Saturday, April 16, 2011

Truck ramp shows ingenuity of drug smugglers: police official

Yuma Sun
April 16, 2011
by Cesar Neyoy

SAN LUIS RIO COLORADO, Son. — The recent use of a large folding ramp to allow drug-carrying vehicles to leapfrog the border fence goes to show the ingenuity of the smugglers, says a Mexican police chief in this city.

And Federal Preventative Police Commander Gaston Loaiza says drug traffickers will only get more sophisticated and ingenious in their methods of moving their product into the United States and on to users.

His comments came days after Border Patrol agents on patrol in the Barry M. Goldwater Range east of Yuma discovered the folding ramp extending over the border fence from a large truck parked on the Mexican side. Agents found the ramp while chasing a Jeep Cherokee that apparently had just used the ramp to carry across 1,000 pounds of marijuana.

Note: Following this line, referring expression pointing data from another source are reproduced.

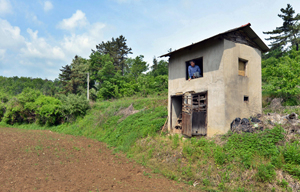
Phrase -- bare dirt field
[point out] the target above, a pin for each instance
(47, 161)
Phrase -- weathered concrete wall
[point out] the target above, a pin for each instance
(237, 86)
(225, 88)
(212, 81)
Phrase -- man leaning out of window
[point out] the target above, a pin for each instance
(194, 71)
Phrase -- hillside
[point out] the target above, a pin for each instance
(264, 160)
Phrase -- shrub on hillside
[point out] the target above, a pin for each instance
(2, 110)
(48, 110)
(73, 106)
(291, 153)
(265, 172)
(20, 109)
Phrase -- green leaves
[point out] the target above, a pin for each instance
(281, 76)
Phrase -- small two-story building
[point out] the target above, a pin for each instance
(229, 85)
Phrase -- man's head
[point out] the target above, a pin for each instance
(192, 63)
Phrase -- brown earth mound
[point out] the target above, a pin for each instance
(47, 161)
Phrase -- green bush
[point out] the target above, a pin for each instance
(292, 169)
(175, 143)
(291, 153)
(263, 143)
(283, 183)
(73, 106)
(2, 110)
(48, 110)
(265, 172)
(219, 155)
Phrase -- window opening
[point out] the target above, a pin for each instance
(199, 63)
(242, 67)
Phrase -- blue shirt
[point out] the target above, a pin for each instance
(193, 70)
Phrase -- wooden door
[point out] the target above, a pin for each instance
(187, 114)
(187, 124)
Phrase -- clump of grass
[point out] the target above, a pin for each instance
(265, 172)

“We believe that the ramp could have been used previously,” Loiza said, “but it is a sign that there is a lot of drug smuggling activity in that area.”

The area is so heavily used by traffickers, he added, that the day after the discovery, Mexican federal police officers arrested two people as they were preparing to cross on foot in same location with a total of 20 kilos of marijuana strapped to their backs.

The fence is part of the U.S. government's efforts over the past decade to fortify the border against alien and drug smuggling through the use of added barriers and surveillance technology and more agents.

But Loaiza said the ramp is proof traffickers will not be stopped by the fence and will always seek ways to carry contraband across the border.

“We have that area heavily guarded, but now it will be more so. We have to be even more coordinated with law enforcement agencies of the United States.”

But he said San Luis Rio Colorado, Son., has managed to avoid the drug-related violence that has plagued other Mexican border cities, such as Ciudad Juarez, across from El Paso, Texas, and Nuevo Laredo, across from Laredo, Texas.

“In other parts, they are in a real war,” he said, “but here everything is peaceful.”

Nonetheless, the Mexican army has and will continue to maintain highway checkpoints around San Luis Rio Colorado in efforts to prevent violence from spreading to the area, said Boanerges Medel, commander of the army regiment based in San Luis.

Sometimes-lengthy waits by motorists at the checkpoints recently prompted complaints by Nahun Rodriguez, a chamber of commerce official in San Luis Rio Colorado.